What It Means to be Adopted

Contrary to what the website says, this post was written by my wife, Trudy, in honor of her 30th birthday. Enjoy!

Fact: I am a woman. Fact: I am a wife, mother and daughter. Fact: I am a friend. Fact: Today is my 30th birthday.

Fact: I am adopted.

No, I am not playing a joke on you. I am, in fact, adopted.

I’m not quite sure why the first reaction people have when they hear I am adopted is that they think I’m lying or just messing around. For some reason, people find adoption to be one thing in life that people speak about but that you can never really be sure if the person is telling the truth. Thirty years after being adopted, I still get these reactions. They differed when I was younger; most questions people had for me were related to who my “real” parents were or if I could go back to them whenever I wanted. They wanted to know if it was strange living with people who aren’t my parents and what I call “them.”

My favorite was always, “Why were you given up?”

The other comment that always annoyed me – and my parents – was when people would compare adoption to grocery shopping, as though my parents went to the store, picked me out and brought me home. Oh, and if they were not satisfied, I could be returned for a full refund.

For me, being adopted has been the most positive thing in my life. It has truly shaped the person I am today. It has been the topic of all of my college and graduate school essays. It comes up at doctors visits. It’s why my mom and I chuckle when a stranger says we look alike and it’s the issue that always arises around my birthday. For as long as I can remember, I was read books about adoption (there was even a Sesame Street one!). We talked about adoption and we embraced adoption. Sure, I wonder from time to time who my biological family is, and what my life would have been like if I had not been given up for adoption. But then I look around and see the wonderful life I have and I forget about my questions.

Today is my 30th birthday but so is August 21st. My parents always made a big deal about both days. I always loved being celebrated on both days, but I didn’t fully understand why until I reached my teen years. The awesome thing about being adopted is that I get to celebrate two birthdays: the day I was actually born and the day my parents brought me home.
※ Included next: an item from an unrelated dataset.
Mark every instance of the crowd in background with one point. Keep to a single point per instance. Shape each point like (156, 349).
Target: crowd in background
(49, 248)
My parents and I speak often about my adoption. My mom tells me stories about how she never cleaned the house as much as the night before the social worker was scheduled to come for her home visit. She tells stories about how she and my father had twenty-four hours notice that they were going to be parents. How my grandma and grandpa (Papa Dave and Agee Lil) bought out the baby super store Coronet and were caught pushing strollers and prams (at full speed) up and down the aisles to determine which one was the strongest and sturdiest.

I love hearing these stories.

The photograph from the courthouse steps has been etched in my memory forever, as that was the day we officially became a family (even though we all know we actually became one when I first arrived home, many months earlier). We waste countless hours worrying about doctors visits, since medical issues arise and the extra poking and prodding ensures doctors are not missing anything important.

I don’t think I have ever been more proud of anything in my life, except for my son, Eitan. Adoption is not a topic that should be “brushed under the rug.” I have never understood families who hushed when the topic of their children’s adoption came up or when I found out that people who were adopted did not know growing up. Adoption should be embraced. Families are all different. Biological or not, it should not matter how a family is formed, but, rather, that everyone loves and supports one another unconditionally.

Yes, I do wonder where I came from. But my life is amazing. I am truly blessed. There’s this argument between adoptees and adoptive parents about who is more blessed. Is it the parents who receive a beautiful bundle of joy, the perfect child to love and to raise? Or is it the child, the one who is loved and loves the parents back?

Today, I see that I am more blessed. When people ask me who my “real” family is, I tell them this: I have had a wonderful life filled with love, support and compassion. My mother is my best friend and my father is my biggest fan. My grandparents, aunts, uncles and cousins never once made me feel like an outsider and have always accepted me for who I am. Without my family, I would not have met the love of my life and given birth to the perfect son. They are all my real family.

My parents always had the following poem hanging in our house. I always felt like it was the perfect description of my relationship with my parents and I think it is the perfect way to end this post:

“Neither flesh of my flesh, nor bone of my bone,
But miraculously my own.
Never forget for a single minute,
You didn’t grow under my heart, but in it.”